Por Gilvaldo Quinzeiro


Pelo “andar da carruagem”, a civilização precisará cada vez mais de papel higiênico, mas não é por nada não, é simplesmente porque quaisquer que sejam as soluções adotadas para evitar a barbárie, implicarão em mexer em muita merda!

Aliás, para começo de conversa, isso exigirá uma ressignificação da infância, pois é aqui, onde o uso do papel higiênico é recebido como a maior das asperezas pelo infanto.

Agora imagine se viver nas épocas anteriores a descoberta do ‘papel higiênico’!

Dos tempos da infância, pode ser que ninguém se lembre, mas certamente, quem ainda tiver bunda, sabe do que eu estou falando!

Por falar em bunda e em aspereza, o sábio sertanejo quando quer falar destas coisas com o filho, é lacônico: “meu filho, quem tem medo de cagar, não come”! De fato, a educação cabocla não precisa de arrodeio: tudo é ali com poucas palavras -  “matando a cobra e mostrando o pau”!

Aqui, cobra e pau, não têm só um significado fálico, como também é a fatídica diferença entre a vida e a morte!

Está aí uma Escola que teria sido muito útil na formação de Sigmund Freud – a sertaneja.

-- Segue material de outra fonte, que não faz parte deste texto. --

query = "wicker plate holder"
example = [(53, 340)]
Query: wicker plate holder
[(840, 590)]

O caboclo não fica de cócoras se a dor de barriga não anunciar o chegar da hora, e nem fugirá daquilo que facilmente pode ser amassado com as mãos!

Pois bem, não é mera coincidência que uma das consequências da civilização atual, seja o anuncio do ‘fim da infância’ ou para usar o eufemismo, nas suas drásticas alterações.

A infância se encolheu como a cobra que se arma para dar o bote – mas o efeito do seu veneno não será suficiente para afugentar as ‘assombrações’ persecutórias vindas de dentro do penico – a ‘cobra’ aqui desce rasgando de dentro do infanto!

Ora, se estamos a falar do ‘fim da infância’, isso nos obrigaria a aludir ao ‘fim do instinto materno’, e consequentemente da sua provável relação com uso das fraldas descartáveis?

 Quem deveria dar Graças às fraldas descartáveis, o bebê ou as mães?  Qual o papel da ‘merda’ ou no trato desta para o processo civilizatório? No futuro, os alimentos já nos virão ‘digeridos’, pois isso nos pouparia do tempo e do medo gasto no banheiro?

Teremos, enfim no futuro, inventado a ‘pílula’ contra a famosa síndrome do pânico?

 O certo é que esta questão aqui levantada, exigirá tempo, paciência e muita merda a ser passada a limpo!

No caso do Brasil, por exemplo, que merda está nos fazendo este mosquito! Os anos se passaram, e, nada! -  continuamos do mesmo jeito – mijando fora do caco!